WASHINGTON – After what he called one of the most moving meetings he has had during his presidency, U.S. President George W. Bush promised Friday to press North Korea to return abductees and respect human rights.

“I assure you the United States of America strongly respects human rights,” Bush said in his remarks after a 30-minute meeting at the White House with a group of visitors, including abductee Megumi Yokota’s mother and brother.

“We strongly will work for freedom, so that the people of North Korea can raise their children in a world that’s free and hopeful, and so that moms will never again have to worry about an abducted daughter,” Bush said as Sakie Yokota, 70, looked on.

Sakie and her son, Takuya, 37, met Bush in the Oval Office along with a family of four North Korean defectors who fled to South Korea four years ago via the Japanese Consulate in Shenyang, China.

“I have just had one of the most moving meetings since I’ve been the president,” Bush said of the talks.

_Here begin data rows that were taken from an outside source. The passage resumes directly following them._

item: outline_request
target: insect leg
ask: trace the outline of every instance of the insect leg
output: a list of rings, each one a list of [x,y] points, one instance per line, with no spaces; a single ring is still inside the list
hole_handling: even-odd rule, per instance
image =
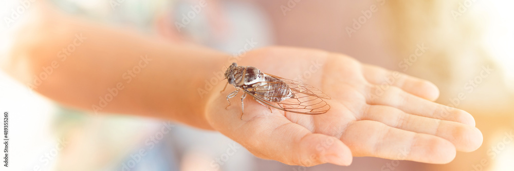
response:
[[[243,93],[243,96],[241,96],[241,120],[243,120],[243,114],[245,113],[245,103],[243,102],[243,100],[246,98],[246,93]]]
[[[238,89],[236,90],[235,91],[232,91],[232,92],[229,93],[228,95],[227,95],[227,101],[228,101],[228,106],[227,106],[227,107],[225,107],[225,109],[227,109],[227,108],[229,106],[230,106],[230,105],[231,105],[231,104],[230,104],[230,101],[228,100],[228,99],[230,99],[230,98],[233,98],[234,96],[235,96],[235,95],[237,94],[238,92],[239,92],[239,90]]]
[[[223,88],[223,90],[222,90],[222,91],[219,91],[219,93],[222,93],[223,92],[223,91],[225,91],[225,89],[227,88],[227,85],[228,85],[228,82],[227,82],[227,84],[225,84],[225,87]]]
[[[255,101],[257,101],[257,102],[259,102],[259,103],[260,103],[261,104],[263,105],[263,106],[266,106],[266,107],[267,107],[268,109],[269,109],[269,112],[270,113],[272,113],[273,112],[273,111],[271,111],[271,108],[270,108],[269,106],[268,106],[268,105],[266,105],[264,104],[264,103],[261,102],[261,101],[260,101],[260,100],[258,100],[255,98],[253,98],[253,100],[255,100]]]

In the meeting, the Yokotas showed Bush pictures of Megumi, who was abducted by North Korean agents at the age of 13 in 1977, along with letters expressing their gratitude for the concern the president and the American public have shown for the abduction issue.

“It is hard to believe that a country would foster abduction. It’s hard for Americans to imagine that a leader of any country would encourage the abduction of a young child,” Bush said about the North Korean regime and its leader, Kim Jong Il.

Wearing a blue badge on his suit lapel to express solidarity with the families, Bush called on Pyongyang to return abductees, saying, “If North Korea expects to be respected in the world, that country must respect human rights and human dignity and must allow this mother to hug her child again.”

In her press conference later Friday, Sakie Yokota expressed her hope that the U.S. president’s first meeting with an abductee’s family would encourage other world leaders to unite in pressuring North Korea to resolve the issue.

“I thanked the president for sharing time with us in his busy schedule. He said he was never too busy to find time to talk about human dignity and freedom. I really wish leaders of all countries would share that thought,” Yokota said.

During the meeting, Bush told the Yokotas to have faith as they pursue their activities to free the abductees and promised his solidarity with them toward the goal of rescuing them, according to Yokota.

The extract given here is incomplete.